Ricardo Pereira da Silva (RPS): Porquê a Arquitectura, enquanto opção de vida?

Joana Marcelino (JM): Terei de  que recuar à minha infância, quase ao momento em que aprendi a falar… Nunca questionei o que queria ser na vida. Sempre tive certezas. Na altura, chamava-lhe ‘desenho de casas’. Lembro-me que, já na escola primária, os meus textos iam sempre dar ao ‘espaço’ e acabava a desenhar casas. Sempre com régua e esquadro. E um dia, aos 6 anos de idade, o Director Pedagógico fez uma visita à minha sala e, ao olhar para os meus cadernos, disse: ‘Eu já sei o que esta menina quer ser quando for grande: Arquitecta’. E foi nesse dia que conheci a palavra Arquitectura e que nunca mais tive dúvidas do que queria ser na vida. Claro que o facto da minha mãe ter imenso cuidado com a Decoração da nossa casa e o meu pai passar os fins-de-semana a comprar antiguidades para misturar com peças mais contemporâneas, teve influência sobre mim. Lembro-me de, já nessa altura, ter especial interesse pelos recantos das casas e perceber como estes poderiam ser ideais para promover estados de espírito; e também a minha preocupação sobre o equilíbrio entre os interiores e os exteriores. E sempre lutei pelo sonho. Percebi desde cedo que a Psicologia tem uma presença forte na ‘minha’ arquitectura. Lembro-me, inclusivamente, de no 12ª Ano me questionar se devia abandonar a Arquitectura e seguir Psicologia… Hoje sei que andam lado a lado: olho para  a Arquitectura como a ‘Psicologia do Espaço’. Na verdade, eu nunca questionei fazer somente uma arquitectura de programa e de interpretação do lugar. Os grandes percursos… Revejo-me numa arquitectura de escala mais humana.

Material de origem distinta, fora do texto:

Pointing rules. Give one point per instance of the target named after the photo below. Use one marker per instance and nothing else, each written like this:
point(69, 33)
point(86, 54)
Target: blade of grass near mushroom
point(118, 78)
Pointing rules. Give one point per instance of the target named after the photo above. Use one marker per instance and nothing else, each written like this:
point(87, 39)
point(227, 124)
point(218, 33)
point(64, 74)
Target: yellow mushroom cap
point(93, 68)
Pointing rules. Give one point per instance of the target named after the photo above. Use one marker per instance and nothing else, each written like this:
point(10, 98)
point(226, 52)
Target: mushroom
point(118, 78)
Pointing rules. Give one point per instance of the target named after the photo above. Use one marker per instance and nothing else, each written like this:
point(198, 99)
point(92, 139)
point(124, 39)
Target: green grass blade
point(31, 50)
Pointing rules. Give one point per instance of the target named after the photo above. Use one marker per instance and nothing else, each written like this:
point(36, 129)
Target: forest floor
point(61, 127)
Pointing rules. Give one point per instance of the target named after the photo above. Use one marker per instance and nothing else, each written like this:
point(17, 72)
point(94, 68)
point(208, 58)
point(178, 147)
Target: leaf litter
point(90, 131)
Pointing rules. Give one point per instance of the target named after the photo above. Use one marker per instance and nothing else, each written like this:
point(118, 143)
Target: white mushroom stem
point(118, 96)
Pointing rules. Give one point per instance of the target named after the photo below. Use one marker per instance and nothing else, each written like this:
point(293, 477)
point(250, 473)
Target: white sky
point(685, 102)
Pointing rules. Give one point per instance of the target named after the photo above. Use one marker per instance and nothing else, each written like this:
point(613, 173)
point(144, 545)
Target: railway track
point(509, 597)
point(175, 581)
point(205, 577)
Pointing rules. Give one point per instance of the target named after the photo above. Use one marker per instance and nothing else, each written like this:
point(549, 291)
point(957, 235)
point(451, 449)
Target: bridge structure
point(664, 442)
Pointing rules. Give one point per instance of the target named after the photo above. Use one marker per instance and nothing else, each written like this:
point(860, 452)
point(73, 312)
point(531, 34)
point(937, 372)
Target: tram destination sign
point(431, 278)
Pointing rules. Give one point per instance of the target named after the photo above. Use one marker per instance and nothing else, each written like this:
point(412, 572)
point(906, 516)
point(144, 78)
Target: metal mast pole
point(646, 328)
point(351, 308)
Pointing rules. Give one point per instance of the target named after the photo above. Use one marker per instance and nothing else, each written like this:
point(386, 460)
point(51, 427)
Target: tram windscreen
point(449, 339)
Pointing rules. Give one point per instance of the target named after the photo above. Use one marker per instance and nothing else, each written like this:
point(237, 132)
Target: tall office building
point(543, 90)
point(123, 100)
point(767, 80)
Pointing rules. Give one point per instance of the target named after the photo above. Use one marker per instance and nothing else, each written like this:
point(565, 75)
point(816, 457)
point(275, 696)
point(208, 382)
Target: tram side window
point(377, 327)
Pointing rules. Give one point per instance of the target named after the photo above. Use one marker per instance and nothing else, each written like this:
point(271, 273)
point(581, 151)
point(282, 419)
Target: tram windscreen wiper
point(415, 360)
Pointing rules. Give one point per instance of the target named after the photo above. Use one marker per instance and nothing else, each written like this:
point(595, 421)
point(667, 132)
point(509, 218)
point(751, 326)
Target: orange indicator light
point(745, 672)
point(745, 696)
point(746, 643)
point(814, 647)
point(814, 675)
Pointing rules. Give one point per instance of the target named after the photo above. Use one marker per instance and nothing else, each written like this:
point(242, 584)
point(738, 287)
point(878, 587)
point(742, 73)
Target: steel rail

RPS: O que entendes por Psicologia do Espaço?

JM: O espaço tem um papel fundamental nas nossas vidas, até na  forma como nos movemos. É algo que influencia o nosso estado de espírito, logo também as nossas acções. Uma casa do tipo minimalista, pode facilmente tornar-se numa casa desprovida de identidade. Há ali uma interpretação do lugar, mas raramente há a definição da personalidade de quem lá vive. Qualquer pessoa poderia habitar aquela casa, independentemente dos seus traços pessoais, mas muito poucas se sentiriam felizes nela. O que é bonito é entrarmos dentro do universo das pessoas – que é muito íntimo; das pessoas e da família, ou mesmo da empresa – que tem valores próprios e uma missão a transmitir – e passar essa identidade para o espaço. Quando isso acontece, é comparável à roupa que vestimos para sair à rua.

RPS: Ou seja, tem mais a ver com a aplicação da personalidade da pessoa ao espaço que vão utilizar; ou com a harmonização dos espaços, com vista ao bem-estar das pessoas que o utilizam – como é defendido, por exemplo, no Feng Shui?

JM: Tem a ver com o bem-estar duma forma generalizada, porque pode ter duas vertentes: a encomenda que vem por parte do cliente que quer uma casa e nesse caso terei de estudar esse mesmo cliente e tenho de transpor aquilo que ele é e a sua dinâmica, acrescentando sempre o ‘algo mais’ que provavelmente ainda não vislumbrou, mas que me cabe a mim antecipar, com base na leitura dos dados que  fornece; ou, então, uma empresa, que tem valores e uma missão bem definida e enraizada, e aí o meu papel será influenciar o utilizador do espaço – do colaborador ao cliente – para ir de encontro ao seu bem-estar, mas também aos objectivos de quem encomenda o projecto.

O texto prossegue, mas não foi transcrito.